I do capitalize 'God' (or I avoid it by writing about 'divine guidance' if I
expect it to be misunderstood by those I write with), because as proper noun
it refers to (points to the moon of) the highest and most valuable we can
experience: direct, personal, intimate relationships.
DMB says:
Hmmm. I don't think he is identifying god with 'spirit' or 'the power of the
word' so much as you suggest. You seem to suggest that your emphasis on
experience over words is some kind of disagreement with kuitert, but here
are just a few lines from the article that strongly suggest otherwise.
"god should be transcendence or otherwise he isn't god."
"If anyone means with God that we experience transcendence, I agree!"
"trancendence happens, occurs, befalls you in an experience..."
As you can see, he's talking about experience too, not of 'intimate
relationships' though. He's talking about transcendent experience.
Wim said:
It seems to me that his treatment of mythology, theology and transcendence
is very relevant to our discussion whether mythology and theology refer to
social or intellectual patterns of value (or both) and how they relate to
DQ. ...Could Kuitert's 'only real experience that does matter and that is
universal' and his 'transcendence' refer to Pirsig's DQ? ...

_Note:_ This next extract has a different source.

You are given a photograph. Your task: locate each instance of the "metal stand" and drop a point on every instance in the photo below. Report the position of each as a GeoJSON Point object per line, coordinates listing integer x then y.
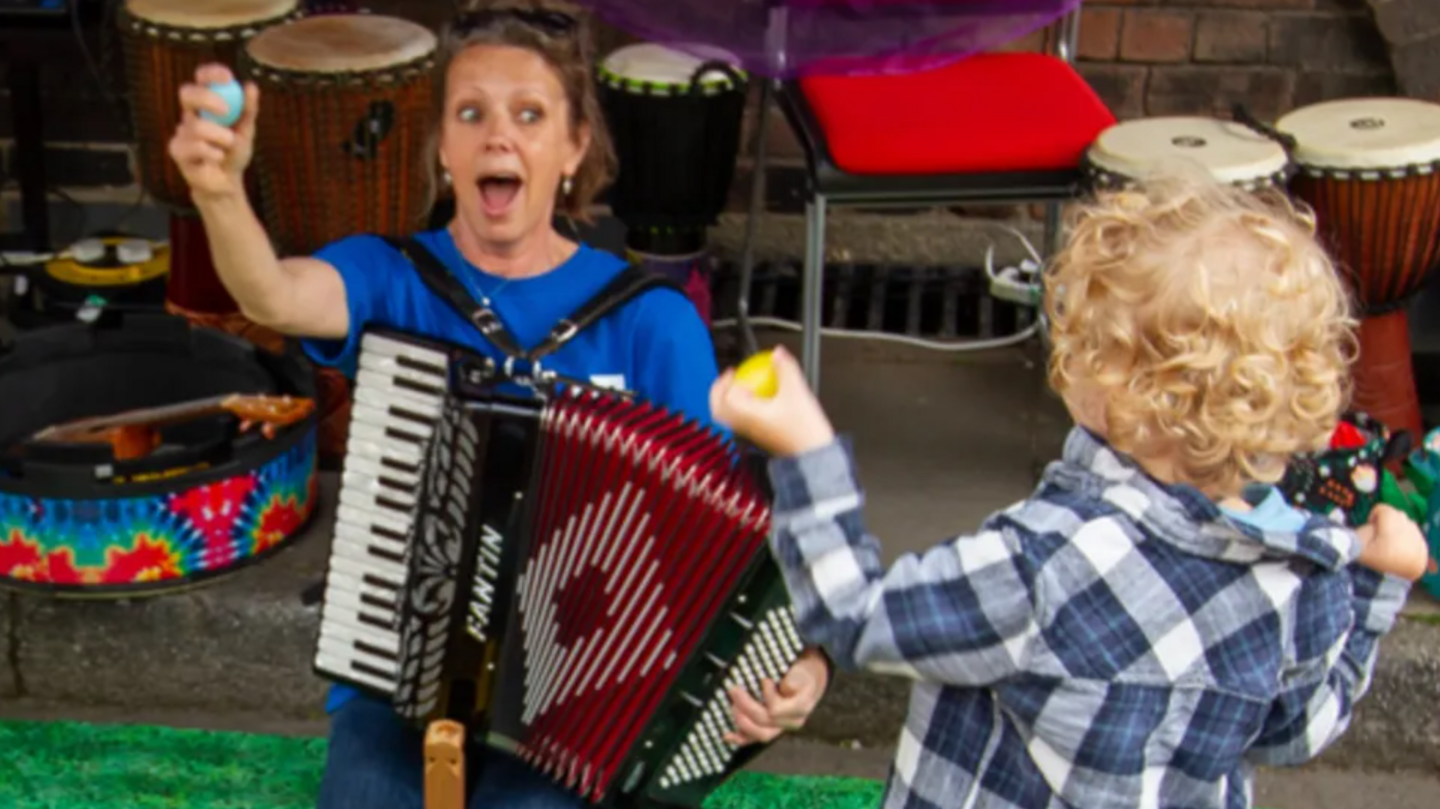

His explanation that neither mythology nor theology 'leads one to real
transcendence' fits in with the idea that DQ is not to be found even in the
highest quality intellectual patterns of value. They can never do more than
'point at the moon'.
DMB says:
Yes. I think the experience Kuitert is talking about is what we'd call an
unmediated experience in MOQese. That's why we don't find DQ even at the
highest levels of sq, because those are, by definition, mediated
experiences. What were talking about is a mystical experience, maybe
something like the one Pirsig had in the teepee....
Thanks for your time,
DMB
Ask yourself yourself this question; What would Jesus bomb?